Enterprise Products Partners LP, Houston, will double inlet capacity of its Neptune plant in St. Mary Parish, La., to 600 MMcfd by 2003. An increase in the local transmission system and the fact that seven power generation plants are now under construction in the area and four more are cautiously planned should ensure optimal capacity utilization.

Louisiana Land & Exploration, a wholly owned subsidiary of Burlington Resources, will increase capacity at its Lost Cabin facility. The Lysite, Wyo., plant can currently process 90 MMcfd but after expansion of the third train by the Washington Group capacity will increase to 180 MMcfd. Because the gas from wells deep in the Madison formation is very sour, special corrosion-resistant metals will be used during construction to withstand the effects of the gas.

Sulfur

Parsons Energy & Chemicals Group Inc., Houston, has contracts for sulfur recovery projects in Saudi Arabia, Kazakhstan, Italy, and the Philippines in various stages of completion. Parsons is in the engineering phase of a Claus unit project for Tengizchevroil at Tengiz, Kazakhstan. The project, when completed in 2005, will process 2,400 t/d.

Technip-Coflexip, Rome, has been awarded a major turnkey contract for the expansion of the Berri Gas plant in Saudi Arabia. The project includes an upgrade of the existing facilities as well as two new sulfur recovery units and additional sulfur storage. Sulfur processing capacity will increase to 3,313 t/d. Completion is scheduled for November 2005.

Pipelines

Worldwide, planned multibillion dollar pipeline projects abound, including ExxonMobil Corp.'s Chad to Cameroon, China's West to East pipeline, the Russia to China pipeline, the Baku, Azerbaijan to Ceyhan, Turkey, pipeline, the Kern River pipeline expansion, Tasmanian Gas Pipeline, Gulfstream, Blue Stream, and the Blue Atlantic Transmission System. Several major US offshore projects include Cameron Highway, Caesar Oil, and Canyon Express.

No decision has been reached to this writing with regard to proposed Alaskan North Slope pipeline projects. In the long run, the question is not whether a pipeline is needed, because despite legitimate calls for NGL and GTL projects to manage available natural gas reserves in the area, it is almost certain that a pipeline will be required in addition to any other option. The questions are; which route should be chosen, what capacity should be targeted, and indeed, how many pipelines should eventually be built. Various studies will determine the best alternative in terms of local and international economics, project financing, available technologies, and regulatory obstacles per scenario.

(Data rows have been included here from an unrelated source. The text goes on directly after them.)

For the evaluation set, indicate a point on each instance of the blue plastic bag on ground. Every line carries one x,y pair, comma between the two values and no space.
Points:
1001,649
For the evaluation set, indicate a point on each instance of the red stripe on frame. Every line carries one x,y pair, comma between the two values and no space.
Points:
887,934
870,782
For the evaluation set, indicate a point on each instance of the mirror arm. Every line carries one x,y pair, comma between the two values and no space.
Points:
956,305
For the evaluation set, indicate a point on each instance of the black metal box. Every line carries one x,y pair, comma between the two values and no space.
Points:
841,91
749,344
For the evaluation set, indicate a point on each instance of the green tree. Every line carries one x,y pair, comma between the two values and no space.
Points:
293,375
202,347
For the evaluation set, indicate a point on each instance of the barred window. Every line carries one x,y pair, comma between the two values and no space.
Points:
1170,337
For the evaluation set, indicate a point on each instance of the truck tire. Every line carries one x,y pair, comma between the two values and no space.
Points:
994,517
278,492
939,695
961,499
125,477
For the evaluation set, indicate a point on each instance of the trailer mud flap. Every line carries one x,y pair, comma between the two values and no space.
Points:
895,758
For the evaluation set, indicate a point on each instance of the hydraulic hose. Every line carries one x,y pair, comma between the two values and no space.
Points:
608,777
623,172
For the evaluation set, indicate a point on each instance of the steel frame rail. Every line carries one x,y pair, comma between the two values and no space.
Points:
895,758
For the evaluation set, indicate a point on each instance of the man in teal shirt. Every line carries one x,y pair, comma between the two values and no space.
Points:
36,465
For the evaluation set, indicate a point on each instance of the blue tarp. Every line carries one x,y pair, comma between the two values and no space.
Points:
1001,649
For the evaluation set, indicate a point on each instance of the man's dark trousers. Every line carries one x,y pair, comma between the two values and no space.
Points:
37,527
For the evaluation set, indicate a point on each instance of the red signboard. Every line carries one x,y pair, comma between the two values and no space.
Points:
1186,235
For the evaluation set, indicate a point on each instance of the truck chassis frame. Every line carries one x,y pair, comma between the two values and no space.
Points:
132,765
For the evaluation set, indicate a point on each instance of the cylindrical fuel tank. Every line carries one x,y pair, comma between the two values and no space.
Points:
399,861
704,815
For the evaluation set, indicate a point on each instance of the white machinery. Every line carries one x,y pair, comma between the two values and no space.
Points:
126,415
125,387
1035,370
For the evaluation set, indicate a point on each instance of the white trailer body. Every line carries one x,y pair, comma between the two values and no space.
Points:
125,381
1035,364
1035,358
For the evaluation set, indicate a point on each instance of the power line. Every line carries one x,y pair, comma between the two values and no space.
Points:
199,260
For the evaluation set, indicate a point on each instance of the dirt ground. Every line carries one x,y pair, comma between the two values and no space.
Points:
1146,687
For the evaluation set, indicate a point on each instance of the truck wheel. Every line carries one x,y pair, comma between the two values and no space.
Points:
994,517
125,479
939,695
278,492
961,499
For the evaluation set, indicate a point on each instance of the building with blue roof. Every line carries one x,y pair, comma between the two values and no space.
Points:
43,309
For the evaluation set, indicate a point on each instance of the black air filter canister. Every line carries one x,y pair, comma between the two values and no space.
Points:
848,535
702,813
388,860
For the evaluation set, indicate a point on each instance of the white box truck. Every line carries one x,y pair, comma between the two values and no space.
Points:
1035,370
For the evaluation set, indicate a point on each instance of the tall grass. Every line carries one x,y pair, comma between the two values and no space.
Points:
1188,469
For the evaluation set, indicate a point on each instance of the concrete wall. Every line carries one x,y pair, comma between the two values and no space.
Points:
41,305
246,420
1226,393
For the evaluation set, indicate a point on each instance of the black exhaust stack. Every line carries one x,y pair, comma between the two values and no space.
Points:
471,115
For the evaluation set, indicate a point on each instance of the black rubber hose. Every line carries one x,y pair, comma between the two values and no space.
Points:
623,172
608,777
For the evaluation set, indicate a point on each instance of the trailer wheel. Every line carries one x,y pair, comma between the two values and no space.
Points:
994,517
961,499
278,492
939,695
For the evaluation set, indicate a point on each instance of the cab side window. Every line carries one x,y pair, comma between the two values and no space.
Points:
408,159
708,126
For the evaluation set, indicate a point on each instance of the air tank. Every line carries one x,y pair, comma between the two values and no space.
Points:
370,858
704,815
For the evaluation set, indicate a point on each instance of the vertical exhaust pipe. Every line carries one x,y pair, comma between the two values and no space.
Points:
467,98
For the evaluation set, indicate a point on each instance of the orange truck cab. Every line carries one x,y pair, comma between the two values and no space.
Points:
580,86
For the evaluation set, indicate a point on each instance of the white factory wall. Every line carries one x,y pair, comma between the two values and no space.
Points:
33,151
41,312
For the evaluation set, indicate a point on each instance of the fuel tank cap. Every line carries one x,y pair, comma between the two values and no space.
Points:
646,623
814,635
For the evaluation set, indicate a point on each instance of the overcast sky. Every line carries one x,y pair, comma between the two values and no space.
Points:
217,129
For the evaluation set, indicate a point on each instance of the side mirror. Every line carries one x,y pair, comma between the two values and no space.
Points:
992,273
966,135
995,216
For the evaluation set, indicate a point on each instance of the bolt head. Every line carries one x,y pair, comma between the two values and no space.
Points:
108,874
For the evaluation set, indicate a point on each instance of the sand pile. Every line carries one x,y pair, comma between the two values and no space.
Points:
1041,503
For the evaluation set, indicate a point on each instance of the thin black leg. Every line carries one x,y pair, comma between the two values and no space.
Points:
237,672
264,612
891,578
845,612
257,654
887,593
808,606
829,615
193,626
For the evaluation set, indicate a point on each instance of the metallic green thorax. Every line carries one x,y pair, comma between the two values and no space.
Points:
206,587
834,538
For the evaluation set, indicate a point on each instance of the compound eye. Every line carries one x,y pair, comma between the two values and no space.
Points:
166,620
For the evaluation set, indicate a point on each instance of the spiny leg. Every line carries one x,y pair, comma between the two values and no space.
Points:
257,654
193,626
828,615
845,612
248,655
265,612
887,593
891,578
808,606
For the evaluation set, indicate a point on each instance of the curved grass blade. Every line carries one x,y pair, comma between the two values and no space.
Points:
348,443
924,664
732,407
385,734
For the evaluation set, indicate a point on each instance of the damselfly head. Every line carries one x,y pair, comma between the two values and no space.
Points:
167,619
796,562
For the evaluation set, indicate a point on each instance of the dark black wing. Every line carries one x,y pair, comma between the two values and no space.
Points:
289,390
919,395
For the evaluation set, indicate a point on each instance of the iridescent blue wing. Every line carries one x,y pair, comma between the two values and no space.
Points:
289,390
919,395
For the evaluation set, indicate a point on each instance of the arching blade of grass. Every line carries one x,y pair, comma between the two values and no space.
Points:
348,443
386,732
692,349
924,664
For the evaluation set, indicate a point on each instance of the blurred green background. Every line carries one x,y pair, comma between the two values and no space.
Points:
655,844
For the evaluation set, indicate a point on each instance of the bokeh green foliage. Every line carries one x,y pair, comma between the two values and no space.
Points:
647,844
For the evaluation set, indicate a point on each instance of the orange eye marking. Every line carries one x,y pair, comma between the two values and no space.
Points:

BGC Gas Inc.'s Bison Pipeline Ltd., Calgary, plans to build a 300-mile, $800 million pipeline from the Athabasca oil sands project to Edmonton. The pipeline will transport 100,000 b/d of bitumen via an insulated system to maintain temperature with minimal use of diluents. A mid-2005 completion is planned.

Iran and Turkey have completed and inaugurated a 1,600-mile natural gas pipeline linking the two countries. The pipeline will supply Turkey with 4 bcm of gas in 2002. Iran has an option to send some of the gas through Turkey and into Europe.